I would like to be able to write something like
def wAvg(c, w):
return ((c * w).sum() / w.sum())
df = DataFrame(....) # df has columns c and w, i want weighted average
# of c using w as weight.
df.aggregate ({"c": wAvg}) # and somehow tell it to use w column as weights ...
Upvotes: 110
Views: 68516
Reputation: 2822
Adding to Wes MacKinney answer, this will rename the aggregated column:
grouped = df.groupby(keys)
def wavg(group):
d = group['data']
w = group['weights']
return (d * w).sum() / w.sum()
grouped.apply(wavg).reset_index().rename(columns={0 : "wavg"})
Upvotes: 0
Reputation: 17824
You can implement this function in the following way:
(df['c'] * df['w']).groupby(df['groups']).sum() / df.groupby('groups')['w'].sum()
For example:
df = pd.DataFrame({'groups': [1, 1, 2, 2], 'c': [3, 3, 4, 4], 'w': [5, 5, 6, 6]})
(df['c'] * df['w']).groupby(df['groups']).sum() / df.groupby('groups')['w'].sum()
Result:
groups
1 3.0
2 4.0
dtype: float64
Upvotes: 1
Reputation: 631
Here's a solution which has the following benefits:
:
df.groupby('group')
.apply(lambda x: pd.Series({
'weighted_average': np.average(x.data, weights = x.weights)})

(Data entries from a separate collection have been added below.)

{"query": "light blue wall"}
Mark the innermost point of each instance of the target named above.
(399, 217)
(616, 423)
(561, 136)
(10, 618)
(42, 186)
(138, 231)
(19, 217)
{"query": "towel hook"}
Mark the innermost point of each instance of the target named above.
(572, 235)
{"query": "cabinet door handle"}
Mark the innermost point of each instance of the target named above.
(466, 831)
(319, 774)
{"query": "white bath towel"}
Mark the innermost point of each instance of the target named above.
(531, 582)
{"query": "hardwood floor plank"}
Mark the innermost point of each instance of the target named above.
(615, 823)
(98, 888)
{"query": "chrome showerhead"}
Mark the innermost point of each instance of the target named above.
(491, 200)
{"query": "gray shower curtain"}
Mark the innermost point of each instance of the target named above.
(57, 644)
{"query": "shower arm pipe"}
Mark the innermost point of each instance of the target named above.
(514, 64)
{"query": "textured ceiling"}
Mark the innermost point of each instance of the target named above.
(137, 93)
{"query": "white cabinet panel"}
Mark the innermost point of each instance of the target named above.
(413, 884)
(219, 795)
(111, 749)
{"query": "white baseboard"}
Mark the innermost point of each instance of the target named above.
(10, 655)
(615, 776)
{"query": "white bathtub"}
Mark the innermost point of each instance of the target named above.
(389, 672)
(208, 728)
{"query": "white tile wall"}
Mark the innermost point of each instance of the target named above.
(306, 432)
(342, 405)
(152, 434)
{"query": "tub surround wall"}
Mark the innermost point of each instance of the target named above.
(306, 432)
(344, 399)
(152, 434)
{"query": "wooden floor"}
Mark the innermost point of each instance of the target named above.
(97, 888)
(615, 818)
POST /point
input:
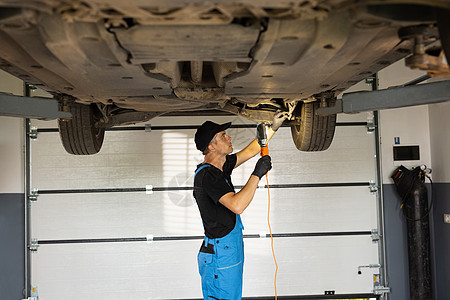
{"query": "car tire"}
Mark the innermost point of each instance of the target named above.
(79, 135)
(443, 17)
(314, 133)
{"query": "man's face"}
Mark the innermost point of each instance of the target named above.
(222, 142)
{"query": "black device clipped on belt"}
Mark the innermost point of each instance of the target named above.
(207, 249)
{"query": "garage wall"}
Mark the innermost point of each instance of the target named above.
(428, 127)
(307, 265)
(12, 199)
(440, 147)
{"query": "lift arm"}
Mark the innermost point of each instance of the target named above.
(391, 98)
(30, 107)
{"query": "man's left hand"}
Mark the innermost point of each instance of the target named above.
(278, 119)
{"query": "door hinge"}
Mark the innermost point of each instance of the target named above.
(34, 244)
(373, 187)
(33, 133)
(33, 195)
(379, 289)
(375, 236)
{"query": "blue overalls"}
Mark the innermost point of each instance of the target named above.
(222, 270)
(221, 263)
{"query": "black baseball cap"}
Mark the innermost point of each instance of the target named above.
(206, 133)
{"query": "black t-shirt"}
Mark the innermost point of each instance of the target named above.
(210, 184)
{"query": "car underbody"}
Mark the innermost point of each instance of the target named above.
(116, 62)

You can also use the same code to perform multiple aggregations:
df.groupby('group')
.apply(lambda x: pd.Series({
'weighted_average': np.average(x.data, weights = x.weights),
'regular_average': np.average(x.data)}))
Upvotes: 12
Reputation: 2967
My solution is similar to Nathaniel's solution, only it's for a single column and I don't deep-copy the entire data frame each time, which could be prohibitively slow. The performance gain over the solution groupby(...).apply(...) is about 100x(!)
def weighted_average(df, data_col, weight_col, by_col):
df['_data_times_weight'] = df[data_col] * df[weight_col]

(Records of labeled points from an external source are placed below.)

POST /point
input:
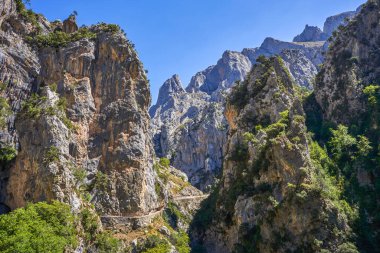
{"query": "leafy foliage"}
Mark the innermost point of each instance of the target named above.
(61, 39)
(38, 228)
(5, 111)
(51, 155)
(7, 154)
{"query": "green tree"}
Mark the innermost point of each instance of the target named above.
(363, 146)
(5, 111)
(38, 228)
(165, 162)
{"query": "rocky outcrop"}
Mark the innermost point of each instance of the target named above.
(181, 123)
(178, 135)
(80, 118)
(332, 23)
(270, 182)
(70, 25)
(350, 66)
(189, 126)
(311, 33)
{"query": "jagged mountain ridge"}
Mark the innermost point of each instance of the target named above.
(75, 129)
(194, 141)
(301, 171)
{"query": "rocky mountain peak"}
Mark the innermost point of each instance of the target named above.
(171, 87)
(70, 24)
(333, 22)
(311, 33)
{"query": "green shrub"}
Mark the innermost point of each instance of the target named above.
(52, 155)
(60, 39)
(181, 242)
(112, 28)
(7, 154)
(28, 15)
(154, 244)
(101, 181)
(39, 228)
(32, 108)
(341, 143)
(5, 112)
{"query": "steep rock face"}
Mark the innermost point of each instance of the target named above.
(333, 22)
(178, 132)
(269, 181)
(311, 33)
(181, 123)
(88, 113)
(351, 64)
(190, 128)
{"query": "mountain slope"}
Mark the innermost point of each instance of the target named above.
(194, 141)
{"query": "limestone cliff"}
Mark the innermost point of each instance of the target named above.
(79, 100)
(189, 126)
(272, 179)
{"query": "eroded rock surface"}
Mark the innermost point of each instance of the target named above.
(79, 107)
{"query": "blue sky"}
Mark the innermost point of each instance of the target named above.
(186, 36)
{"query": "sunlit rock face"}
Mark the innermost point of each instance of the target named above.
(76, 106)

df['_weight_where_notnull'] = df[weight_col] * pd.notnull(df[data_col])
g = df.groupby(by_col)
result = g['_data_times_weight'].sum() / g['_weight_where_notnull'].sum()
del df['_data_times_weight'], df['_weight_where_notnull']
return result
Upvotes: 10
Reputation: 61967
It is possible to return any number of aggregated values from a groupby object with apply
. Simply, return a Series and the index values will become the new column names.
Let's see a quick example:
df = pd.DataFrame({'group':['a','a','b','b'],
'd1':[5,10,100,30],
'd2':[7,1,3,20],
'weights':[.2,.8, .4, .6]},
columns=['group', 'd1', 'd2', 'weights'])
df
group d1 d2 weights
0 a 5 7 0.2
1 a 10 1 0.8
2 b 100 3 0.4
3 b 30 20 0.6
Define a custom function that will be passed to apply
. It implicitly accepts a DataFrame - meaning the data
parameter is a DataFrame. Notice how it uses multiple columns, which is not possible with the agg
groupby method:
def weighted_average(data):
d = {}
d['d1_wa'] = np.average(data['d1'], weights=data['weights'])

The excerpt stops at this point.